Intervention de Joëlle Garriaud-Maylam

Réunion du 9 décembre 2011 à 9h30
Droit au repos dominical — Article 2

Photo de Joëlle Garriaud-MaylamJoëlle Garriaud-Maylam :

Monsieur le président, madame la ministre, mes chers collègues, en prévoyant la généralisation du volontariat, des contreparties au travail le dimanche et un repos compensateur, l’article 2 rompt l’équilibre de la loi du 10 août 2009. Or cet équilibre reposait sur une réalité : le travail le dimanche n’a pas la même nature dans les commerces où il est de droit et dans ceux où, soumis à autorisation administrative, il revêt un caractère exceptionnel.

Dans le premier cas, le travail dominical découle de la nature de l’activité ou de la localisation du commerce. Ainsi, les salariés d’un commerce situé dans une commune très touristique savent qu’ils risquent, de ce fait même, d’avoir à travailler le dimanche. Il appartient alors aux partenaires sociaux de fixer les contreparties du travail du dimanche par le biais d’un accord collectif. La loi de 2009 a rendu cette négociation collective obligatoire afin de protéger les salariés.

En revanche, lorsque le travail du dimanche revêt un caractère exceptionnel, il est nécessaire que des dispositions légales protègent les salariés concernés. Tel était l’objectif de la loi Mallié, qui garantit le volontariat du salarié et prévoit des contreparties légales obligatoires.

Pourquoi nier la différence intrinsèque existant entre ces deux situations de travail dominical ? Surtout, pourquoi ne voulez-vous pas reconnaître, chers collègues, que le dispositif de la loi Mallié a fait ses preuves ?

Sans doute aurait-il fallu attendre la remise du rapport du comité de suivi de l’application de cette loi : vous auriez alors découvert que la négociation collective fonctionne et qu’elle a permis de conclure des accords offrant de solides garanties aux salariés.

Examinons la situation antérieure à l’entrée en vigueur de la loi de 2009. Selon les études du comité de suivi, s’agissant des accords de branche, la majorité des conventions collectives des secteurs occupant traditionnellement des salariés le dimanche, et bénéficiant à ce titre de dérogations permanentes de droit, prévoyaient des contreparties. Ainsi, la convention collective des fleuristes prévoit que le repos hebdomadaire pris par roulement ouvre droit à une contrepartie : deux jours de repos consécutifs comportant un dimanche sont accordés toutes les huit semaines. En revanche, la question du volontariat n’est en général pas abordée. Cela s’explique par la nature même de l’activité de fleuriste.

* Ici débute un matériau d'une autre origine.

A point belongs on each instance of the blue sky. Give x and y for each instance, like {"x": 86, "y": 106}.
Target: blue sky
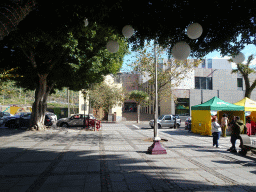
{"x": 247, "y": 51}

Si l’on fait le bilan des accords d’entreprise conclus depuis l’entrée en vigueur de la loi Mallié, on constate que la plupart d’entre eux ont uniformisé le régime des contreparties applicable aux salariés de l’entreprise, quels que soient le lieu d’implantation du magasin – un PUCE, une commune ou une zone touristique – et le régime de dérogation. Le rapport évoque à cet égard les enseignes Décathlon, Boulanger, SFR, Maxi Toys France, Kiabi Europe ou encore Leroy-Merlin. Tous ces accords prévoient des conditions favorables aux salariés : en général, le principe du volontariat, une augmentation de la rémunération et l’attribution d’un repos compensateur. Voilà qui semble très positif !

Mais les auteurs de la proposition de loi veulent à tout prix casser le dispositif instauré par la loi du 10 août 2009.

Il suffit d’examiner la liste des zones touristiques créées depuis la promulgation de cette loi pour constater que le travail le dimanche y est une nécessité intrinsèque. La situation n’est pas du tout la même que pour les PUCE.

Dans cette liste figurent le centre-ville de Cancale, celui de Chartres, un périmètre au sein de la ville de Nice englobant le Vieux-Nice, une partie du centre-ville et de la promenade des Anglais, Cagnes-sur-Mer, Vence, Cannes et Orléans. Trouveriez-vous normal, mes chers collègues, que ces villes au fort potentiel touristique restent sans vie le dimanche et que seuls quelques commerces y soient ouverts ? Vous niez l’évidence !

Qu’on ne nous dise pas non plus que la loi de 2009 a suscité une extension du travail le dimanche : on voit bien que sa promulgation n’a pas entraîné une multiplication des demandes de classement dans la catégorie des communes ou des zones touristiques.

Il ne fait aucun doute que vous énoncez des contrevérités et que l’article 2 de la proposition de loi ignore la réalité du terrain. En conséquence, le groupe UMP ne le votera pas.